I've got my rule which has two inputs:
rule test
input_file1=f1
input_file2=f2
f1 is in [A{1}$, A{2}£, B{1}€, B{2}¥]
f2 is in [C{1}, C{2}]
The numbers are wildcards that come from an expand call. I need to find a way to pass to the file f1 and f2 a pair of files that match exactly with the number. For example:
f1 = A1
f2 = C1
or
f1 = B1
f2 = C1
I have to avoid combinations such as:
f1 = A1
f2 = C2
I would create a function that makes this kind of matches between the files, but the same should manage the input_file1 and the input_file2 at the same time. I thought to make a function that creates a dictionary with the different allowed combinations but how would I "iterate" over it during the expand?
Thanks
Assuming rule test
gives you in output a file named {f1}.{f2}.txt
, then you need some mechanism that correctly pairs f1 and f2 and create a list of {f1}.{f2}.txt
files.
How you create this list is up to you, expand
is just a convenience function for that but maybe in this case you may want to avoid it.

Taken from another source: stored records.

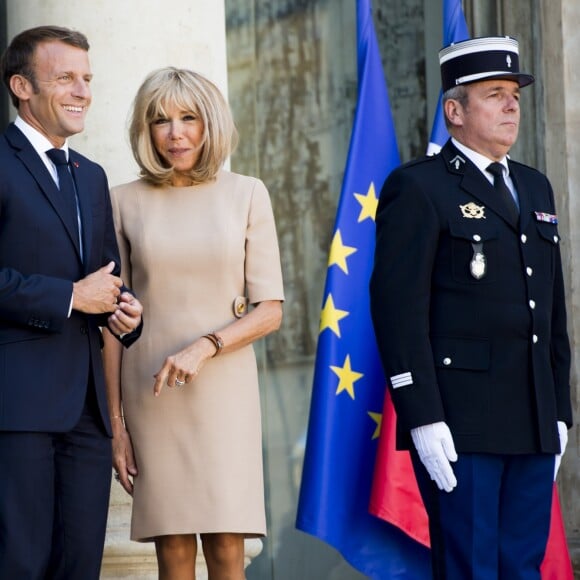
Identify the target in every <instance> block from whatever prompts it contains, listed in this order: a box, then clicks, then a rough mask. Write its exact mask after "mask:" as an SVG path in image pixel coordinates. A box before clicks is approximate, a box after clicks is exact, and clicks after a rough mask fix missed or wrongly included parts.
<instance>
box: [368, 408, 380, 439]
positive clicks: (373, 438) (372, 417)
mask: <svg viewBox="0 0 580 580" xmlns="http://www.w3.org/2000/svg"><path fill="white" fill-rule="evenodd" d="M368 414H369V417H370V418H371V419H372V420H373V421H374V422H375V423H376V424H377V426H376V427H375V432H374V433H373V437H372V438H373V439H378V438H379V435H380V434H381V423H382V422H383V414H382V413H373V412H372V411H369V412H368Z"/></svg>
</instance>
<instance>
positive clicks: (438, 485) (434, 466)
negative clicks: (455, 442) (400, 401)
mask: <svg viewBox="0 0 580 580" xmlns="http://www.w3.org/2000/svg"><path fill="white" fill-rule="evenodd" d="M411 437H412V438H413V443H414V444H415V447H416V448H417V453H419V459H420V460H421V461H422V462H423V465H424V466H425V469H426V470H427V473H429V476H430V477H431V479H432V480H433V481H434V482H435V483H436V484H437V487H438V488H439V489H441V490H444V491H447V492H450V491H451V490H452V489H453V488H454V487H455V486H456V485H457V479H456V478H455V474H454V473H453V469H451V464H450V463H449V462H450V461H457V452H456V451H455V445H454V444H453V437H452V436H451V431H449V427H448V426H447V423H444V422H443V421H439V422H438V423H431V424H430V425H422V426H421V427H415V429H411Z"/></svg>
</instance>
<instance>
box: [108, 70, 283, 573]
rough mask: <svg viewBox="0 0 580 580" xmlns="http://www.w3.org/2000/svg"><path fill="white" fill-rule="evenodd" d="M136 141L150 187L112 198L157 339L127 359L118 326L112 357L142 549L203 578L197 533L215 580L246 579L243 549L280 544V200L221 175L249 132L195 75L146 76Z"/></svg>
mask: <svg viewBox="0 0 580 580" xmlns="http://www.w3.org/2000/svg"><path fill="white" fill-rule="evenodd" d="M130 138H131V145H132V148H133V153H134V156H135V159H136V160H137V163H138V164H139V167H140V169H141V171H140V175H141V178H140V179H138V180H137V181H133V182H131V183H128V184H125V185H121V186H119V187H116V188H114V189H113V191H112V194H111V196H112V202H113V212H114V218H115V225H116V231H117V238H118V242H119V248H120V251H121V259H122V266H123V267H122V276H123V280H124V281H125V283H127V284H128V285H129V286H130V287H132V288H133V289H134V290H135V292H136V294H137V296H139V299H140V301H141V302H142V304H143V310H144V329H143V333H142V336H141V339H140V340H139V341H138V342H137V343H136V344H135V345H134V346H133V348H132V349H131V350H130V351H127V352H126V353H121V349H120V348H119V346H118V341H116V340H115V339H112V340H111V335H109V334H108V333H107V331H106V330H105V331H104V335H105V336H104V338H105V355H104V356H105V371H106V375H107V383H108V394H109V405H110V412H111V417H112V423H113V435H114V438H113V457H114V467H115V471H116V477H117V479H118V480H119V482H120V483H121V485H122V486H123V487H124V488H125V490H127V492H128V493H130V494H132V495H133V514H132V522H131V538H132V539H133V540H137V541H153V542H155V547H156V553H157V560H158V566H159V577H160V578H161V579H171V580H178V579H181V578H188V579H191V578H195V558H196V553H197V541H196V540H197V538H196V534H200V536H201V541H202V546H203V552H204V556H205V559H206V562H207V566H208V571H209V577H210V579H225V578H228V579H229V578H231V579H243V578H244V543H243V540H244V537H248V536H260V535H264V534H265V533H266V521H265V508H264V489H263V472H262V448H261V421H260V401H259V390H258V376H257V369H256V361H255V356H254V350H253V347H252V343H253V342H254V341H255V340H257V339H259V338H261V337H263V336H265V335H267V334H268V333H270V332H272V331H274V330H277V329H278V327H279V325H280V322H281V318H282V306H281V302H282V300H283V289H282V275H281V268H280V258H279V251H278V243H277V238H276V231H275V225H274V218H273V214H272V208H271V205H270V200H269V196H268V192H267V190H266V188H265V187H264V184H263V183H262V182H261V181H260V180H259V179H256V178H253V177H247V176H243V175H238V174H235V173H231V172H228V171H225V170H224V169H223V168H222V166H223V163H224V161H225V160H226V158H227V157H228V156H229V155H230V153H231V151H232V148H233V146H234V145H235V140H236V138H237V133H236V130H235V127H234V124H233V121H232V118H231V114H230V111H229V107H228V105H227V103H226V102H225V100H224V98H223V96H222V95H221V93H220V92H219V91H218V89H217V88H216V87H215V86H214V85H213V84H212V83H211V82H209V81H208V80H207V79H205V78H204V77H202V76H200V75H199V74H196V73H194V72H191V71H188V70H181V69H175V68H165V69H161V70H158V71H155V72H153V73H152V74H150V75H149V76H148V77H147V79H146V80H145V81H144V83H143V84H142V86H141V87H140V89H139V91H138V93H137V96H136V98H135V102H134V106H133V114H132V120H131V127H130ZM248 304H249V305H250V306H249V307H248Z"/></svg>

Here's a super simple example:
fin1 = ['A1$', 'A2£', 'B1€', 'B2¥']
fin2 = ['C1', 'C2']
outfiles = []
for x in fin1:
for y in fin2:
## Here you pair f1 and f2. This is a very trivial way of doing it:
if y[1] in x:
outfiles.append('%s.%s.txt' % (x, y))
wildcard_constraints:
f1 = '|'.join([re.escape(x) for x in fin1]),
f2 = '|'.join([re.escape(x) for x in fin2]),
rule all:
input:
outfiles,
rule test:
input:
input_f1 = '{f1}.txt',
input_f2 = '{f2}.txt',
output:
'{f1}.{f2}.txt',
shell:
r"""
cat {input} > {output}
"""
This pipeline will execute the following commands
cat A2£.txt C2.txt > A2£.C2.txt
cat A1$.txt C1.txt > A1$.C1.txt
cat B1€.txt C1.txt > B1€.C1.txt
cat B2¥.txt C2.txt > B2¥.C2.txt
If you touch the starting input files with touch 'A1$.txt' 'A2£.txt' 'B1€.txt' 'B2¥.txt' 'C1.txt' 'C2.txt'
you should be able to run this example.